Google Print: "We are scanning them to be read by an AI."

I did actually read it, Dan. I’m curious which parts of my statements you disagree with.

Let’s say I’ve written a technical book about designing flammuses. Today, if you want to design flammuses, you purchase my book. In the Google Print model, you search for some particular keywords related to the part of the design you’re having trouble with. Up comes the appropriate page, containing diagrams, schematics, tables, or whatever. Each time you have a problem or question, Google Print will dutifully show you the appropriate page of the book. You have no need to buy it. I don’t get paid for my work. “But wait,” you say. “You get income from Google Ads.” Read on…

My technical books accomplish two things. First, they provide me some income when people buy them…a lot more than the few pennies that Google Print will pay. Second, they provide me with consulting income because people see from the books that I’m an expert in the field, and hire me to help with their projects. The Google Print ads provide a convenient way for Google to direct readers to one of my competitors. Right there, beneath a page of my book, will be an ad for some other expert in the field. So I lose book sales and I lose potential consulting work.

Explain again how this helps me.

You missed my whole point, Alterego. My books aren’t hidden away.
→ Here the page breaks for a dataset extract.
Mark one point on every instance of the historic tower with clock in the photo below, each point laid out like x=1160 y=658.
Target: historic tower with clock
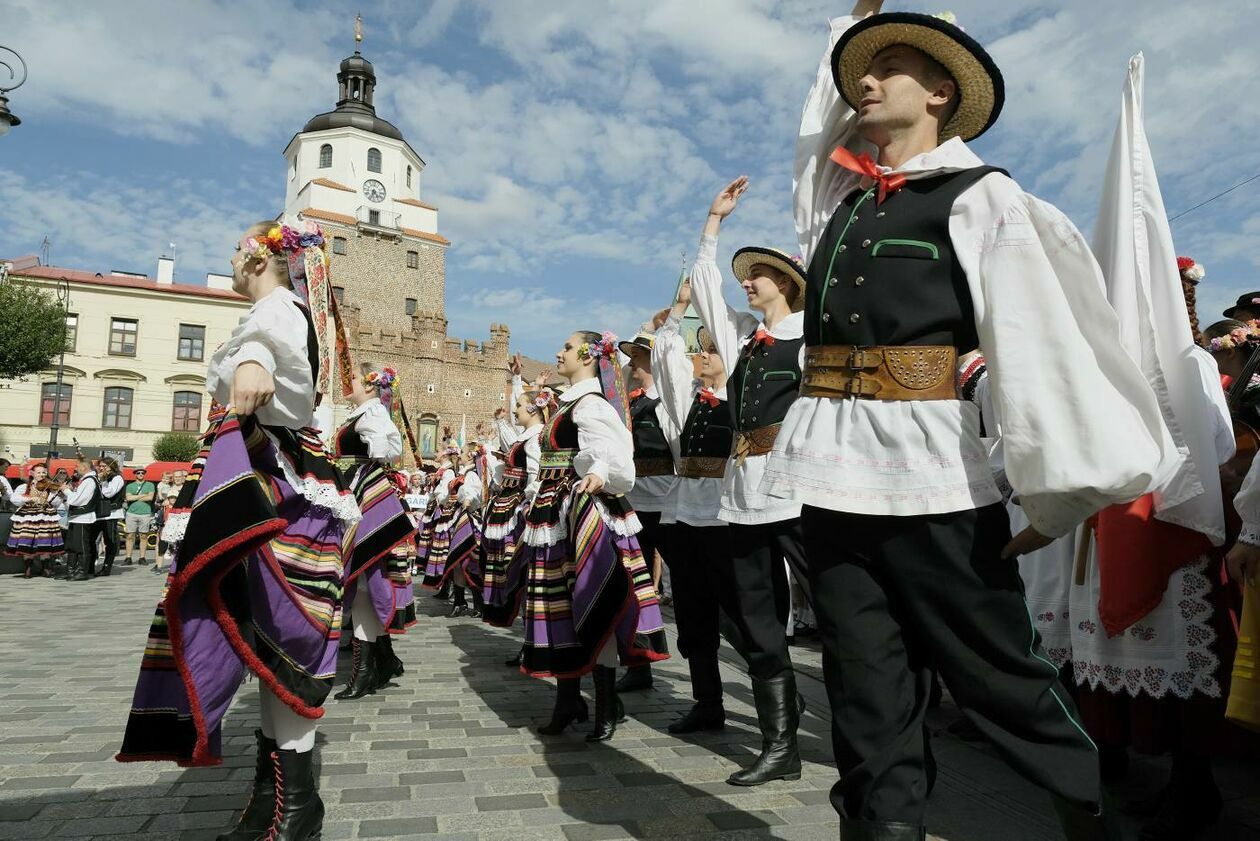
x=357 y=175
I have a Web site of my own with pertinent information and excerpts, and it’s already indexed by Google. The difference is that Google today doesn’t get to decide what parts of my books are available and where to direct customers. I get to decide that.

A lovely fluffy little quote, isn’t it? But think about it for a moment. Do you really think people are going to spend a year of their life putting their knowledge and expertise into words if they don’t get paid for it? Are publishers going to be eager to pay copyeditors, proofreaders, printers, illustrators, and authors to produce a book when their revenue model is a few pennies from a Google ad? If copyright goes away, people will stop writing the books!

Sure, there will be technical articles. There will be some Web sites where people with questionable credentials post unedited and non-verified information in formats that may or may not work with your Web browser. But copyrights provide the incentive for skilled individuals to put the work and effort into producing books.

Where on Earth did that come from? You have no idea what I’ve written, how it’s placed online, what it’s about, or how many people have purchased it. You don’t know how many books I’ve written, how many Web sites I have, how much money I make from them, or how well-indexed they are by Google today. How can you make a statement like that based on such staggering ignorance? Oh, wait. This is GD. Um… cite?

This is simply untrue. Unless the book is submitted to Google through the Google Publishers’ program or is in the public domain, all that will come is a brief paragraph stating something along the lines of:

The term flammus appears on the following pages of the work Flammus Design and You by InvisibleWombat: 3, 22, 897. The first appearance is shown below:

…ever again. Flammus design first came to the public’s attention…

To purchase a copy of the book, use one of the following links:

That’s it. No whole pages, no diagrams, nothing. Just enough, hopefully, for someone to decide if the book is worth finding. If that’s violating copyright, so is every search engine ever invented.

You do? Why not just find a free reference written by someone who has purchased your book and made the facts therein available to the public?

That reminds me of a crazy idea I had the other day… what if there were a parallel universe where people skilled in some field, like computer programming, sometimes spent hundreds or thousands of hours writing stuff just to give it away for free? What if they even gave out the source code so other people could improve on their designs?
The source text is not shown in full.